La technologie est probablement une avenue très intéressante dans le milieu agricole. Encore une fois, cette technologie a très peu d’utilisateur et c’est pourquoi celles-ci est dispendieuse. Je crois que l’État devrait donc investir dans l’agriculture. Ces agriculteurs pourraient donc devenir les employés de l’État. Avoir une meilleure assurance en cas de blessures, avoir une meilleure protection contre les accidents de travail car celle-ci est trop souvent négligé. La qualité de notre nourriture et sa distribution doit faire partie intégral des enjeux du gouvernement et comme le domaine est en crise je crois que pour le bien commun, l’État doit s’en mêler. Nous l’avons fait il y a déjà des années avec Hydro-Québec et malgré tout ce qu’on peut en penser, nous avons appris aujourd’hui de cette grande organisation afin de ne pas répéter nos erreur du passé. Bien sûr certains diront que leur terre s’est transmis de génération en génération mais justement les générations de demain font partie des valeurs de l’État.

Avec la venue de la légalisation de la marijuana en juillet prochain, certains disent que ce sont les entreprises qui vont en bénéficier. Une certaine part doit en effet être confiée au privé mais si la culture de cette drogue douce était faite par l’état, cela rassurerais probablement un peu plus la population quant à sa distribution, sa culture et les profits engendré par cette nouvelle loi. La culture du tabac en est un autre exemple. Nous entendons souvent des gens avoir faim ou encore même souffrir d’embonpoint. Si l’état pouvait s’assurer de la santé de ses citoyens par une certaine distribution de la nourriture, celle-ci serait plus à l’écoute de la santé des animaux d’élevage, de l’environnement ainsi que de la pérennité de nos terres, je crois que cela serait la solution ou du moins une alternative aux problématiques agricoles. De plus, l’agriculture est un domaine que l’on peut exporter ses produits facilement et ainsi tirer profit des aliments distribué.
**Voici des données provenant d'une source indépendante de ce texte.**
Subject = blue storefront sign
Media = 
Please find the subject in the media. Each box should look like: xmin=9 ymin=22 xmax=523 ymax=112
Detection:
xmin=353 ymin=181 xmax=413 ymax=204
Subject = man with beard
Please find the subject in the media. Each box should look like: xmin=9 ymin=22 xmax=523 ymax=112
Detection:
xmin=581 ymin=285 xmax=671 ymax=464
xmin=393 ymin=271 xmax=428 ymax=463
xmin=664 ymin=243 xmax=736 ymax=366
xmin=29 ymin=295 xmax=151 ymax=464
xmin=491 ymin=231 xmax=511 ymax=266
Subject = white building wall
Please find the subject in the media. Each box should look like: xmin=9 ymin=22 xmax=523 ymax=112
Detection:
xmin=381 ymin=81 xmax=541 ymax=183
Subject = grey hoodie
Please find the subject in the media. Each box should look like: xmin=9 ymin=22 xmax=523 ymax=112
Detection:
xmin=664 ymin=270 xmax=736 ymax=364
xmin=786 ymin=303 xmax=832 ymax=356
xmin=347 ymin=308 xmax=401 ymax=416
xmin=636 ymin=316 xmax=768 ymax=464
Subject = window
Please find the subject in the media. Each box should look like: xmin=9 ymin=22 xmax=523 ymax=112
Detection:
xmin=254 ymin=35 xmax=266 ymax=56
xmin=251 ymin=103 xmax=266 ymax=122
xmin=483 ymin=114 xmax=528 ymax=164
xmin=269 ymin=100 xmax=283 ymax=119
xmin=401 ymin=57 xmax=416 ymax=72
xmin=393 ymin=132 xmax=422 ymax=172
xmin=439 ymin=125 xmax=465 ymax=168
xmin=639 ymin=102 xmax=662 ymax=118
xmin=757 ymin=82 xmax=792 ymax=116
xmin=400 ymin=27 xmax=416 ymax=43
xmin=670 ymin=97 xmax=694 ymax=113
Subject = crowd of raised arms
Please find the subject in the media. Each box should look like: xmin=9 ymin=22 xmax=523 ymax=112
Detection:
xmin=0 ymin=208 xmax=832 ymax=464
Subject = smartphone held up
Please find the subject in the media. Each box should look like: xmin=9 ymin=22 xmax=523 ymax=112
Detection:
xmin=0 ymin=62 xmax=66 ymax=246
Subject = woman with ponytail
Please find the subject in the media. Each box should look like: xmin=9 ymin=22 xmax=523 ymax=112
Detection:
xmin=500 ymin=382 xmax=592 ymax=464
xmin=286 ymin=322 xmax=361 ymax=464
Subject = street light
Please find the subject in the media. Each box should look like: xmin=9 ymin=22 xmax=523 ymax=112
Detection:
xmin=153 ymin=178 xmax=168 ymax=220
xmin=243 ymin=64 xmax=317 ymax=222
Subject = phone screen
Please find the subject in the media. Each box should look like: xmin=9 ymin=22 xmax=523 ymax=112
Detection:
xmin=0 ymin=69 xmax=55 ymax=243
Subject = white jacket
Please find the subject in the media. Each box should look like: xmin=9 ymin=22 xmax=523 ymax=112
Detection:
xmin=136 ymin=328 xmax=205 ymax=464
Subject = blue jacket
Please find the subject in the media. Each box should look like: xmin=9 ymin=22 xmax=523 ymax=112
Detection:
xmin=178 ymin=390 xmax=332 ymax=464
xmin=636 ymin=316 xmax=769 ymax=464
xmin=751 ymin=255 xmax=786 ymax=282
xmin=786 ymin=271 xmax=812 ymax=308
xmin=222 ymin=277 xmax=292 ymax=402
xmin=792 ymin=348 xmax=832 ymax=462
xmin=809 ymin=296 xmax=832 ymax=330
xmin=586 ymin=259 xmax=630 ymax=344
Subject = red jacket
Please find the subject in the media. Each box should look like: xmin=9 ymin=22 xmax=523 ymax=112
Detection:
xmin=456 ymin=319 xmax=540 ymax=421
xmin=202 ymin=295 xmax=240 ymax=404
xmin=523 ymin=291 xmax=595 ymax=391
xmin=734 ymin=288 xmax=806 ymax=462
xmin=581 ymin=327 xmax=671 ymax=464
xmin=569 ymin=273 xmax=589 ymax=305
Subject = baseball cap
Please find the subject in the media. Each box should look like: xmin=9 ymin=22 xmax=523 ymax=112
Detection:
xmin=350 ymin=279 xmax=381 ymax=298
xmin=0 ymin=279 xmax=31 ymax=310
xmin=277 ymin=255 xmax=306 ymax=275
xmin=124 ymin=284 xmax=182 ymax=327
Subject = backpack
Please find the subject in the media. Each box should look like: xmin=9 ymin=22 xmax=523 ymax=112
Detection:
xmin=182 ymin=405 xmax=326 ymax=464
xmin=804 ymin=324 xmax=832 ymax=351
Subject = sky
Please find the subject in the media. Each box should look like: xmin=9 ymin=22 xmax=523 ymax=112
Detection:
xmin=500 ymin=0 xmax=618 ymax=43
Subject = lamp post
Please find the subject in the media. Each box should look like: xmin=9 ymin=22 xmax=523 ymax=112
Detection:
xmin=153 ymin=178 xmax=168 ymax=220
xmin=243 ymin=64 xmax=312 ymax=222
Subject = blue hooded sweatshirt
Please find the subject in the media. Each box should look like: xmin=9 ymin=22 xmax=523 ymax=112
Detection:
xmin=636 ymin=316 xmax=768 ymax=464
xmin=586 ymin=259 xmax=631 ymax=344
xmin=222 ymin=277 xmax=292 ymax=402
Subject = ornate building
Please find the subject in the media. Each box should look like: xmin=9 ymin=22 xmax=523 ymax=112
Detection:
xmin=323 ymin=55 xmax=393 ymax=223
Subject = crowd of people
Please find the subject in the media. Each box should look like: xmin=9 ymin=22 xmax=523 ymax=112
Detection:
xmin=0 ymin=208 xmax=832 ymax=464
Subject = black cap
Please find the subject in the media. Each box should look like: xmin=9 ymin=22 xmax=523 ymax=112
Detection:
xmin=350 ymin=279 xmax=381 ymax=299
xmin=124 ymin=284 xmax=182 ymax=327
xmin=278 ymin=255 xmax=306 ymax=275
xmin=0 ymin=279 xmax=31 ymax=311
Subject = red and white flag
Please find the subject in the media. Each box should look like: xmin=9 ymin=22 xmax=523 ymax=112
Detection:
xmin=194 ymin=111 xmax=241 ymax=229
L’avènement de l’état dans le milieu agricole permettrait aussi à une meilleure gestion de risque lors d’une année difficile. Il faut se le dire, le domaine est un milieu plutôt saisonniers quand on pense au récoltes l’été et à la récolte du sirop d’érable au printemps. Ces éléments font en sorte qu’un agriculteur doit être multidisciplinaire s’il veut subvenir à ses besoins. Le gouvernement pourrait apporter des façons de cultiver les terres encore plus longtemps avec les technologies dans lesquelles il pourrait investir comme par exemple dans des serres. Il faut se le dire, ce n’est pas toute les entreprises qui aurait les moyens ou la volonté d’investir dans ces bâtiments chauffés. De plus, l’eau du Québec est une ressource très importante dont il faut la considérer et nous devons prendre en compte qu’il existe des façons de faire pour exporter nos produits alimentaires.

Il y a près de 75 ans, le Québec s’assurait d’être un leader au niveau énergétique avec Hydro-Québec. Il y a 50 ans, on créait les Cégep et la régie de l’assurance maladie pour s’assurer de l’éducation de nos enfants sur le plan professionnel et pour la santé collective. Aujourd’hui il est plus que temps de préserver notre territoire et de s’assurer de pouvoir nourrir les générations de demain et cela devrait se faire par une société d’état agricole.